According to research, reflecting sunlight can help to cool the Earth’s ecosystem. According to a group of scientists made up of climate scientists and ecologists from leading research universities around the world, more research is needed to consider the ecological impacts of solar radiation modulation (SRM) technologies that reflect tiny amounts of sunlight into the atmosphere.
The researchers investigated the impact of solar climate interventions on ecology. The team emphasizes that reducing greenhouse gas emissions and conserving biodiversity and ecosystem functions must be prioritized. Researchers from the Climate Intervention Biology Working Group, including Jessica Hellmann from the University of Minnesota Institute on the Environment, published their findings in the Proceedings of the National Academy of Sciences.
The team, made up of climate scientists and ecologists from leading research universities around the world, discovered that more research is needed to understand the ecological impacts of solar radiation modification (SRM) technologies, which reflect small amounts of sunlight back into space. The team concentrated on a specific proposed SRM strategy known as stratospheric aerosol intervention (SAI)) that involved creating a sulfate aerosol cloud in the stratosphere to reduce incoming sunlight and radiation. In theory, the size and location of this cloud could be controlled.
Researchers explored the effect of solar climate interventions on ecology. The team emphasizes that greenhouse gas emissions reduction and conservation of biodiversity and ecosystem functions must be the priority.
SAI is like placing tiny reflective particles in the atmosphere to bounce a portion of the solar radiation back to space so that some of the radiation does not reach – and warm – Earth.
The team emphasizes that reducing greenhouse gas emissions and conserving biodiversity and ecosystem functions must be prioritized. “We’re just getting started thinking about the risks and benefits of geoengineering, and it’s critical that we include ecosystems in cost-benefit analyses,” said Hellmann, director of the University of Minnesota Institute on the Environment. “We should only pursue geoengineering if the benefits outweigh the risks. Because our efforts to combat climate change have been modest and slow, the case for considering geoengineering is growing, and this paper represents ecologists weighing in on the geoengineering debate.”
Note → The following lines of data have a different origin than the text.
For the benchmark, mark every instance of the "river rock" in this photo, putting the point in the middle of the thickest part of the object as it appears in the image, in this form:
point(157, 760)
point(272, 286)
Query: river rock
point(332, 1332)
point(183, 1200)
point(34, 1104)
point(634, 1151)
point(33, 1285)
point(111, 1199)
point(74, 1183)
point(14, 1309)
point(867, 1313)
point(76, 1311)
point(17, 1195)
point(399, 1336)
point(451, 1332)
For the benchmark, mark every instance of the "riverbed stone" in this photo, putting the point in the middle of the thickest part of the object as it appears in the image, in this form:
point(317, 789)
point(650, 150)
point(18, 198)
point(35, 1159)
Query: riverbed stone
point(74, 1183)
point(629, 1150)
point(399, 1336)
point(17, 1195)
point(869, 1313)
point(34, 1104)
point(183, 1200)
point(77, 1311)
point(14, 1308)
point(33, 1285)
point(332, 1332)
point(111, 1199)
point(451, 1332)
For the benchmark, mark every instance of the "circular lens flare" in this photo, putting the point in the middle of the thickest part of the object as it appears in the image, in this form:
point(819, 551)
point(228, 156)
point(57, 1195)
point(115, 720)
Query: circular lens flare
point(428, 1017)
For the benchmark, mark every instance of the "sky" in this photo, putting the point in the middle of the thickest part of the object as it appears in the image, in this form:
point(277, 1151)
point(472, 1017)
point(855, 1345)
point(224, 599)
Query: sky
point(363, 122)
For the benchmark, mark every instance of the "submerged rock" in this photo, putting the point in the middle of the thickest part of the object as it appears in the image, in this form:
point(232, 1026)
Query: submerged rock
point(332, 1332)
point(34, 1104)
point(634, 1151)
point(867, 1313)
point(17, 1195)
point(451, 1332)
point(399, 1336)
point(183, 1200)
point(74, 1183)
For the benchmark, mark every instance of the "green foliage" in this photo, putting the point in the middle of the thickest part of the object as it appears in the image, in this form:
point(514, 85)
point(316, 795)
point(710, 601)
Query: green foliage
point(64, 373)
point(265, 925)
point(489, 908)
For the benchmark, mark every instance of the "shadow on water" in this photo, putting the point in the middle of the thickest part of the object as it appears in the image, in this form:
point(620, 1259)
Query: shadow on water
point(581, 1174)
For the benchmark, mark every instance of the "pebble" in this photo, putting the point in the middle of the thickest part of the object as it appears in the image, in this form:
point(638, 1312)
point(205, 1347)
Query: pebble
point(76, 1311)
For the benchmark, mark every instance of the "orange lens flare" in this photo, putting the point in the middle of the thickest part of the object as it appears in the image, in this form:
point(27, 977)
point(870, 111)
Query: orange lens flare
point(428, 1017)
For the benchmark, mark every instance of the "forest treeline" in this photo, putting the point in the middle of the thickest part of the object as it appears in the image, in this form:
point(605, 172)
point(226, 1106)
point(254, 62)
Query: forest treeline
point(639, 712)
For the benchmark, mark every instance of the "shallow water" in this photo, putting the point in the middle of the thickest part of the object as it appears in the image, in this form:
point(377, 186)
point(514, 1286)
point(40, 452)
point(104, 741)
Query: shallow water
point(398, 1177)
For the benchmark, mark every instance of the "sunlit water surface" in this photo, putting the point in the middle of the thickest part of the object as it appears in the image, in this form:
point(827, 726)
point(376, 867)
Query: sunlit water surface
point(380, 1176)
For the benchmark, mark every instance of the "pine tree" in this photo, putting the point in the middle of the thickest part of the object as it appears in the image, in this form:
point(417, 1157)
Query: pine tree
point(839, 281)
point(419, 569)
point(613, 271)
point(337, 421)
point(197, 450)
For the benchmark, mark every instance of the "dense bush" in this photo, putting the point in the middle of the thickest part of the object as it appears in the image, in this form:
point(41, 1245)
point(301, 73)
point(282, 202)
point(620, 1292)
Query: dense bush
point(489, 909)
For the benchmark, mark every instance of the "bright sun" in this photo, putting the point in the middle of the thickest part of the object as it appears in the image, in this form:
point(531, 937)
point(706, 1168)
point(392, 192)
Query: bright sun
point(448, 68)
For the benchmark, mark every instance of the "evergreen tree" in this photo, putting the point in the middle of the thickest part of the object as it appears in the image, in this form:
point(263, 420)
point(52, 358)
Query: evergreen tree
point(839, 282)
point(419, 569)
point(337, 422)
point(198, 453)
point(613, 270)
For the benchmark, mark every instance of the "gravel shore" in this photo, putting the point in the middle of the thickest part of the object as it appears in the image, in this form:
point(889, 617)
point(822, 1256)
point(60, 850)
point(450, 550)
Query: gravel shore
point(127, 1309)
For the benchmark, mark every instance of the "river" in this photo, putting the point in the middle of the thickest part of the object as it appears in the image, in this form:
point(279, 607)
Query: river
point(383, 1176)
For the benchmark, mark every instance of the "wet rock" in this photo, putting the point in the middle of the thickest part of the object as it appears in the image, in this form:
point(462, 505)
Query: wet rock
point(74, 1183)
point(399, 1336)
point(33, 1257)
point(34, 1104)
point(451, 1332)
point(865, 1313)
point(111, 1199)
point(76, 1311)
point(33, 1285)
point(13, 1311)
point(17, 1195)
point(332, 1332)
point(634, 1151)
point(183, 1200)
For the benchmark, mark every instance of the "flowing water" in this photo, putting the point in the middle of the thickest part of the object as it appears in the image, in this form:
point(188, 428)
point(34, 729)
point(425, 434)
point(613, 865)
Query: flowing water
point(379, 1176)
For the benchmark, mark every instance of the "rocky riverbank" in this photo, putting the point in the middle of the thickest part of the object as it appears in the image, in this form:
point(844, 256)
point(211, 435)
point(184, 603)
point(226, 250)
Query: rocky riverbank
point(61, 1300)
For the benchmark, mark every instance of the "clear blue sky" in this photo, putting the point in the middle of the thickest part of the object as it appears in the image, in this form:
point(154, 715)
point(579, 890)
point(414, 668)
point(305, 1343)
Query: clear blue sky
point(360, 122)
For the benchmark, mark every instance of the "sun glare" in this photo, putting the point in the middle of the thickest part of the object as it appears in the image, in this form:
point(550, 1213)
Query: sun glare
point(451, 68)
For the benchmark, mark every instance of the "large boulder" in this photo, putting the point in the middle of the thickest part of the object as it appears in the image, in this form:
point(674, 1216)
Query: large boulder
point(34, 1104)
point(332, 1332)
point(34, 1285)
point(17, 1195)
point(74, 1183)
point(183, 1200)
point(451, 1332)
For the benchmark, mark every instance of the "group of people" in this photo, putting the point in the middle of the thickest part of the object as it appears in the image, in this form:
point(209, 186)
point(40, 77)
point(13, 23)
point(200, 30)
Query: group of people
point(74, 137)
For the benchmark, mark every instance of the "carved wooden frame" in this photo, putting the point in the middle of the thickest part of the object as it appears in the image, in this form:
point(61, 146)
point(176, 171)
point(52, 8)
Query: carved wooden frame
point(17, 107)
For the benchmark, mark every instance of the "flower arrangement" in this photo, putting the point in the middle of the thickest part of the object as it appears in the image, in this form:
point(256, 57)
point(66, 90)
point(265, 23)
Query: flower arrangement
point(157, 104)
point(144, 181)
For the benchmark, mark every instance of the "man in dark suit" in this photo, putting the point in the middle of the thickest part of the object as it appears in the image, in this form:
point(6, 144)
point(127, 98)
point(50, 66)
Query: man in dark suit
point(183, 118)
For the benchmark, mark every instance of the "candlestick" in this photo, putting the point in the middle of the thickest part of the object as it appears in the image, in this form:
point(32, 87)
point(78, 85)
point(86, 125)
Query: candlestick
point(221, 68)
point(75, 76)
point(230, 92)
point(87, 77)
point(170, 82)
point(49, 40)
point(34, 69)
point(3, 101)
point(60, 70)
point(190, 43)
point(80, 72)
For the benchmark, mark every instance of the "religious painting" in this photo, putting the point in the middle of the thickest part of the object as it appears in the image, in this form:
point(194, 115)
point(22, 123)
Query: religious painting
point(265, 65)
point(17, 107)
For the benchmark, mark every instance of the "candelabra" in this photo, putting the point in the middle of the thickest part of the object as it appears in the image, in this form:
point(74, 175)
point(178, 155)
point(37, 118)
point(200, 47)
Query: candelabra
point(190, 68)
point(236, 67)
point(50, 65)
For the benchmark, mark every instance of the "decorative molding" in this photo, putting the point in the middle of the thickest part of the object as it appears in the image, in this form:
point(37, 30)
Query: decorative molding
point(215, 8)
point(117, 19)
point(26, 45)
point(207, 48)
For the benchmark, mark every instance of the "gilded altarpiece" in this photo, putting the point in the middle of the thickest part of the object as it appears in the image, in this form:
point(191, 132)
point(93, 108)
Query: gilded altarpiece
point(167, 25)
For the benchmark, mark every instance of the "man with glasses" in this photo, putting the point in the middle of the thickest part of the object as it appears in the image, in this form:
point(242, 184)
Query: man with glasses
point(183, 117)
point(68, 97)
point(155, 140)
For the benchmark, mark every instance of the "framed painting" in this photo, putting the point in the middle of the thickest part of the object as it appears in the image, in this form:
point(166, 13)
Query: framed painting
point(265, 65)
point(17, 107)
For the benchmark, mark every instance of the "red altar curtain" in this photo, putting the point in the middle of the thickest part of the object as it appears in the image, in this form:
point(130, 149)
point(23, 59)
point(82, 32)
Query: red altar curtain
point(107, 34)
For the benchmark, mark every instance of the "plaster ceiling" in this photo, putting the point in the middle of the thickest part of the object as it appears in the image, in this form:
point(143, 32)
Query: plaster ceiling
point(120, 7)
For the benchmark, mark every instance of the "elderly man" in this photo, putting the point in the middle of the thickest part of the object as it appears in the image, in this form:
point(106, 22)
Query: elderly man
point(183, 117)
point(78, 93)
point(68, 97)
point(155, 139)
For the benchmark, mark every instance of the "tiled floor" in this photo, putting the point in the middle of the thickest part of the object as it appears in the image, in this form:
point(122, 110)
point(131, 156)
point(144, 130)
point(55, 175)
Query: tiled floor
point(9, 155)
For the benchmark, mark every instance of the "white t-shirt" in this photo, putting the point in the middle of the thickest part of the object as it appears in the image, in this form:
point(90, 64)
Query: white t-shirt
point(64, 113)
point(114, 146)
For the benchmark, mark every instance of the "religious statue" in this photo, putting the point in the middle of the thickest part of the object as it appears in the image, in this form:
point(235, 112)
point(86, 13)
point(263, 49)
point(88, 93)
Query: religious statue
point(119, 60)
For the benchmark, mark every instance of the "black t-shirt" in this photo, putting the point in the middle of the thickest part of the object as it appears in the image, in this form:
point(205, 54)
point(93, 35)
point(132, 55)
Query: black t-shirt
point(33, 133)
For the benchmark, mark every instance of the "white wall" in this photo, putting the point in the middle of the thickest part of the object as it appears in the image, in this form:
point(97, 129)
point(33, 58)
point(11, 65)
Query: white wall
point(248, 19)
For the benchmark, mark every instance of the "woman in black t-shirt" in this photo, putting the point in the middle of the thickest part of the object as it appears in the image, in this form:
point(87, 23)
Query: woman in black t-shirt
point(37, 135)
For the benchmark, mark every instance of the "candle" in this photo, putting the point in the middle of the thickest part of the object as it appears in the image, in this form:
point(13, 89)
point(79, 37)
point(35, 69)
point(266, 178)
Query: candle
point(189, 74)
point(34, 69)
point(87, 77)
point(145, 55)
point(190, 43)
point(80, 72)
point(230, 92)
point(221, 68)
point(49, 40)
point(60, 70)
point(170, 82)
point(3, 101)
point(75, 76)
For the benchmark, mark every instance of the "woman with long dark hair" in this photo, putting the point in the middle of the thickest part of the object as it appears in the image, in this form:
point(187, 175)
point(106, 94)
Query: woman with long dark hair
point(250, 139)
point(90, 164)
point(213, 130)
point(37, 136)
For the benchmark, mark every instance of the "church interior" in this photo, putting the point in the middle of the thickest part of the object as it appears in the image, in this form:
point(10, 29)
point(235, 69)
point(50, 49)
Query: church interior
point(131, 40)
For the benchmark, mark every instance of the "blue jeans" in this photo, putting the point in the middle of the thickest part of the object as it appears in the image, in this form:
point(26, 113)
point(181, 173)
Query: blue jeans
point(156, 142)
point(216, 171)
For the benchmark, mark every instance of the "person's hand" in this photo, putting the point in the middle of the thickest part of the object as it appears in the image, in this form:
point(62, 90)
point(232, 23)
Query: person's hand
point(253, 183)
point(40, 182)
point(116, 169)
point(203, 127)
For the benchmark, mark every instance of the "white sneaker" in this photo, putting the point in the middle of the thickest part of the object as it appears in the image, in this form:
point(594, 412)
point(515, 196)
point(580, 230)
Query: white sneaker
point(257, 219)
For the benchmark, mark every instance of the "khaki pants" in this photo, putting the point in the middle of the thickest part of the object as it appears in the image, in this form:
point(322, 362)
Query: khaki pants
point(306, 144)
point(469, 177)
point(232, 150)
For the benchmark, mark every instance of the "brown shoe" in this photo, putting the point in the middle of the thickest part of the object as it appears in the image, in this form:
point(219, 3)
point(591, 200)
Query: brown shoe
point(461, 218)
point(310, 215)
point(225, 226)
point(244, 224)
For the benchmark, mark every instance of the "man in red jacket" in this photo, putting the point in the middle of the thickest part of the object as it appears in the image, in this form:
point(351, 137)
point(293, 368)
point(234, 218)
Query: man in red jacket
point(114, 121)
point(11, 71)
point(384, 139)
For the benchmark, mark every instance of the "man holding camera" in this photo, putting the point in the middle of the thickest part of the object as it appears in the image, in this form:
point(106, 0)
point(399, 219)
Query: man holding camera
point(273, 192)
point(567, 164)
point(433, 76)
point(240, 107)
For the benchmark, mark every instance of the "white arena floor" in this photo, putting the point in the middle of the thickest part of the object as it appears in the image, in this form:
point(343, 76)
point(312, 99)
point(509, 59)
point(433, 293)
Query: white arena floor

Because of the complexity of the cascading relationships between ecosystems and climate under SAI, as well as the timing, amount, length, and termination of SAI scenarios, SAI is not a simple thermostat that turns down the heat a few degrees. Other potential SAI effects include changes in rainfall and an increase in surface UV rays. While SAI may be able to cool an overheated Earth, it will not be able to mitigate all of the effects of rising atmospheric CO2, such as halting ocean acidification.
“When we approach complex questions like these, there is a broad scale, theoretical understanding of the inherent patterns of biodiversity across the surface of the Earth, but this understanding is often informed by finer-scale experiments that test the biological and physical mechanisms underlying those patterns,” said Phoebe Zarnetske, co-lead of the study and an associate professor at Michigan State University.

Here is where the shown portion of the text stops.